Donne nelle guerre
In questo 25 novembre 2023 vogliamo soffermarci sull’esperienza particolare delle donne che vivono in Paesi in guerra.
Nel 2022, erano 52 i Paesi noti per essere in situazione di conflitto.
Una situazione di guerra provoca spesso livelli più elevati di violenza di genere, tra cui uccisioni arbitrarie, torture, violenze sessuali e matrimoni forzati. La violenza sessuale è sempre più spesso usata come tattica di guerra, e in tale contesto le donne e le ragazze ne sono il bersaglio principale. Le Nazioni Unite hanno verificato 2.455 casi di violenza sessuale legati ai conflitti nel 2022, con il numero più alto registrato nella Repubblica Democratica del Congo. Questi numeri rappresentano tuttavia un sottostima, poiché molti casi non vengono denunciati o non possono essere verificati.
La mancata fornitura di servizi essenziali alla popolazione durante le situazioni di conflitto può avere un impatto sproporzionato sulle donne e le ragazze – ancora una volta, spesso a causa di condizioni discriminatorie preesistenti. L’accesso ad assistenza sanitaria, compresi i servizi per la salute sessuale e riproduttiva, può essere interrotto e le donne e le ragazze sono maggiormente a rischio di gravidanze non pianificate, di mortalità e morbilità materna, di gravi lesioni sessuali e riproduttive e di infezioni sessualmente trasmissibili, anche a causa della violenza sessuale legata ai conflitti.
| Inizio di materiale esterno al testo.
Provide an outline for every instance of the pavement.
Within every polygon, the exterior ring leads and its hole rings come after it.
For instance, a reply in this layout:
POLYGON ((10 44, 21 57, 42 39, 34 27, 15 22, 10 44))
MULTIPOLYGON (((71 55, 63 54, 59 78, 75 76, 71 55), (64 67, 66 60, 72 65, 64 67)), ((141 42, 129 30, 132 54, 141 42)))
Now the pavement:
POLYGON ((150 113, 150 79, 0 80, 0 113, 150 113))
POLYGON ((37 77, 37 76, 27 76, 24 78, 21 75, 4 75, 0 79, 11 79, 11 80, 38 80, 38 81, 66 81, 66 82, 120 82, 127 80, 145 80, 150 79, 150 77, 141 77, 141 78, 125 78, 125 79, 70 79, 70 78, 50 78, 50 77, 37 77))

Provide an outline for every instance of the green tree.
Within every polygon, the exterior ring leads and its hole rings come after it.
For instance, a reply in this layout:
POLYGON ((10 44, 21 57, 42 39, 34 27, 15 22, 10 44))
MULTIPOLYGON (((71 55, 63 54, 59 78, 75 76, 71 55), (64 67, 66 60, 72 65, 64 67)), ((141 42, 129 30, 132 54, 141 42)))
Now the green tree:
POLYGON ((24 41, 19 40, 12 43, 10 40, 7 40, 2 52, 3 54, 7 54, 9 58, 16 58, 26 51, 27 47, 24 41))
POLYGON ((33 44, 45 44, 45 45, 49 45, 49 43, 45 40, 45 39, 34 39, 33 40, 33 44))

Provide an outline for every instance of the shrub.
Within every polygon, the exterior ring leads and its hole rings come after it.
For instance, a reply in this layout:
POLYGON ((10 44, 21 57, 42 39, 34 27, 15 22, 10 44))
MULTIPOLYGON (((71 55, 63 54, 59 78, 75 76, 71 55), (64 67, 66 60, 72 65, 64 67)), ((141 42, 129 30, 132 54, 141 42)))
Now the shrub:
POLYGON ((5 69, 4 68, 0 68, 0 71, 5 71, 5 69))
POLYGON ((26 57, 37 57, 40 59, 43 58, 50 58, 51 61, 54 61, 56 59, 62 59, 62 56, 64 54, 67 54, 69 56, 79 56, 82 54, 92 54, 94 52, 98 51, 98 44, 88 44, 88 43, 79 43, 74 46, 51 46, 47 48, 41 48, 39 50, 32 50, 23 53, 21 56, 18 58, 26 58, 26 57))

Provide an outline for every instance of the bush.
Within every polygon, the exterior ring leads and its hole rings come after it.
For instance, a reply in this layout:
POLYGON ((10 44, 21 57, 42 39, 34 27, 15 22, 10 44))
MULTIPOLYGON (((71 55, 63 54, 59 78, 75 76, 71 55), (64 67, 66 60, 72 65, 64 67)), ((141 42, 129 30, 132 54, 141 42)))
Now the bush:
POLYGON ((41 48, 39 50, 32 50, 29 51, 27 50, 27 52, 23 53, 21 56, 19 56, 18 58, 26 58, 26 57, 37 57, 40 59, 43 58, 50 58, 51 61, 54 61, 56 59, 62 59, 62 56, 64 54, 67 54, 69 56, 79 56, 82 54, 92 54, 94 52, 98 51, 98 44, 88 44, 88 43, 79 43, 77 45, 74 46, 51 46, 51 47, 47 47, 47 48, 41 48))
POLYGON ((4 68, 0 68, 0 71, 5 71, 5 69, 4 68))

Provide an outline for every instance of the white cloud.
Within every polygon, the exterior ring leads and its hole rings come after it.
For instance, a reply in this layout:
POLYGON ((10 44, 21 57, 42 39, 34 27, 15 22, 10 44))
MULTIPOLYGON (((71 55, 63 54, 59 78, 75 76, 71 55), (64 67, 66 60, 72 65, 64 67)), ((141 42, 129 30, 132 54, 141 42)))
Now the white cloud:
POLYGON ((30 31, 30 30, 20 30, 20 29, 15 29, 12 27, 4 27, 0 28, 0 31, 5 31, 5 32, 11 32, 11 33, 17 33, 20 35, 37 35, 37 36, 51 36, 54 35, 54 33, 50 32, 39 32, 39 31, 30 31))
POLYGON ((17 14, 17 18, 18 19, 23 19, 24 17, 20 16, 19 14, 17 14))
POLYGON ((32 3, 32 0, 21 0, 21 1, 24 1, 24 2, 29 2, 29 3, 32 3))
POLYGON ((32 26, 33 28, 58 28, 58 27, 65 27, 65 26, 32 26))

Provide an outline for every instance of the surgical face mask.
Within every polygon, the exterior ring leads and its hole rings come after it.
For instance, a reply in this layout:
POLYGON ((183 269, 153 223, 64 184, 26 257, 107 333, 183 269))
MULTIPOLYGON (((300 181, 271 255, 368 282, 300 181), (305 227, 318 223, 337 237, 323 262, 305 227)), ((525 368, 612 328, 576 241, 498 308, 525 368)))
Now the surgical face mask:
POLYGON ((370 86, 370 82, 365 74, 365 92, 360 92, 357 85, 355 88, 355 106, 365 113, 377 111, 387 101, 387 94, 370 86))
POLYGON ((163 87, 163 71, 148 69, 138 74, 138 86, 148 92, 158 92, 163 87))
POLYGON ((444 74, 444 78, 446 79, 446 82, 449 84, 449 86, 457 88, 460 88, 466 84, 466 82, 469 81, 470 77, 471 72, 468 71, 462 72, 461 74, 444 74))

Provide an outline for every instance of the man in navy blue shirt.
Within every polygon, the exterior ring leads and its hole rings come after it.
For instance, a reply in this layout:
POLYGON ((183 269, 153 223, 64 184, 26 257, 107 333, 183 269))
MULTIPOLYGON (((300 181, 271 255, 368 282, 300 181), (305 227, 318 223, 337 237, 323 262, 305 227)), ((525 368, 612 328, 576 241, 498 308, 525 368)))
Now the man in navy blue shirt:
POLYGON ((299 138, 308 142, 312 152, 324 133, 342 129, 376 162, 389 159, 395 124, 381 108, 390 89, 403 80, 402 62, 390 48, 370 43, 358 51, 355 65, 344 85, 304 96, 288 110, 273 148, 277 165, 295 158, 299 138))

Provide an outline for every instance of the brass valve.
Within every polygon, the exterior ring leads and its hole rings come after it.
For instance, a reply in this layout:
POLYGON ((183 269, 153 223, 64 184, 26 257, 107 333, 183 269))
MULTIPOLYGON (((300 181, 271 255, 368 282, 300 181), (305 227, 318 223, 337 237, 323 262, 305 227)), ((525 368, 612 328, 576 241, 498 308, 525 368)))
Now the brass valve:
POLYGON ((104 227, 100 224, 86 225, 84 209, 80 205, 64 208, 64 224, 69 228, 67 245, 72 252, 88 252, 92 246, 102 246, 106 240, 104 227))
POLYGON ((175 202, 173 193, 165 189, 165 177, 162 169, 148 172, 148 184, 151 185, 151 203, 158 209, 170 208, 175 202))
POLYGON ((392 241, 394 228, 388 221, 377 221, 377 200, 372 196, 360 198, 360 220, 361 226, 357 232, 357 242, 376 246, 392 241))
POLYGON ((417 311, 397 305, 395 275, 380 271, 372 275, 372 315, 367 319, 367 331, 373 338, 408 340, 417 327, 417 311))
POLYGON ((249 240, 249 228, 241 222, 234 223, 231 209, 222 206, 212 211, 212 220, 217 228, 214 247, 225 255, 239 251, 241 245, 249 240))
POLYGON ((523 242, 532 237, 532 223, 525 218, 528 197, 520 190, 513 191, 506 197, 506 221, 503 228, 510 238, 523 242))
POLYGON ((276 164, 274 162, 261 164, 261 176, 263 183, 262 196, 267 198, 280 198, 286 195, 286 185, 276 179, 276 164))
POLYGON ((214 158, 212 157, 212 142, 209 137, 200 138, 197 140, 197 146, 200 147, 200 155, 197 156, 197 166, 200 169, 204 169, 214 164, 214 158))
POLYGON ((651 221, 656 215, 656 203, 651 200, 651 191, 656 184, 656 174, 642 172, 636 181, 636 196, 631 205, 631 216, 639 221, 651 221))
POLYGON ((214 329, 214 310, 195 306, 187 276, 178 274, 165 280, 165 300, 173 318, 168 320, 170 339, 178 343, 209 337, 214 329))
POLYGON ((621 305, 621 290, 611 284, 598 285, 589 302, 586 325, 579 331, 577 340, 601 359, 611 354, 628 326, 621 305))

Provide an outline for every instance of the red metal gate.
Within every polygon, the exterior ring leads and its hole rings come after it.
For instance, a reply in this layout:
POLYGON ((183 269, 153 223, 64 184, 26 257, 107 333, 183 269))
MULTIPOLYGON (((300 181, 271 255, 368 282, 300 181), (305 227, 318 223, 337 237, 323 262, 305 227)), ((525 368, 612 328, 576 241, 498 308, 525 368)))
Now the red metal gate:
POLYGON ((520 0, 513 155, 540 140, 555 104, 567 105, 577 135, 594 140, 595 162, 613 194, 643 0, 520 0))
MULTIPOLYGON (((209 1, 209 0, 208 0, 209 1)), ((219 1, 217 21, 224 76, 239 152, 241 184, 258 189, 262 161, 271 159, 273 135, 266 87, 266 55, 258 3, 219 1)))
D’altra parte, come Donne per la Chiesa ci teniamo a ricordare che le donne, nelle situazioni di conflitto ed instabilità politica, non devono essere viste solo come vittime. Storicamente le donne hanno avuto e continuano ad avere un ruolo importante come combattenti, come parte della società civile organizzata, come membri dei movimenti di resistenza e nella difesa dei diritti umani. Infine, le donne sono sempre parte attiva nei processi di pace e di recupero sia formali che informali.
Anche in questo processo, noi donne siamo spesso nel mirino, perché sappiamo bene che quando ci impossessiamo della nostra capacità di azione (quella che gli anglofoni chiamano agency), diventiamo una minaccia per il sistema patriarcale precostituito. A titolo di esempio, l’Ufficio dell’Alto Commissariato per i Diritti Umani (OHCHR) ha verificato l’uccisione di 34 donne difensore dei diritti umani nei Paesi colpiti da conflitti nel 2022, e probabilmente si tratta solo di una piccola parte rispetto ai casi reali.
È per questo che vogliamo amplificare le voci di quelle tante donne attive su vari fronti in diversi Paesi, per il giusto e dovuto riconoscimento del loro impegno. E perché, come ha scritto Antonietta Potente:
Quale potrebbe essere allora il senso di questo nostro tempo? Il senso, credo che siano – come osava ricordare Abramo a Dio – i cinquanta giusti, o forse venti, o dieci o chissà forse solo un giusto (Gen 18,24-32). Questo è il senso: qualcuno che respiri nella giustizia ed immagini la vita.
Nell’immagine (dall’alto a sinistra, in senso orario) sei donne che sono o sono state attive su vari fronti in diversi Paesi in guerra.
Tawakkol Karman, attivista e Premio Nobel per la Pace 2011, Yemen; Naw Betty Han, giornalista, Myanmar; Anna Mokrousova, attivista, Ukraina; Justine Masika Bihamba, attivista, Repubblica Democratica del Congo; Amal Habani, giornalista, Sudan; Shireen Abu Akleh, giornalista, Palestina.
Fonti
Ufficio dell’Alto Commissariato delle Nazioni Unite per i Diritti Umani
Human Rights Watch
Antonietta Potente, Il nocciolo e la scorza, Ed. Paoline 2020.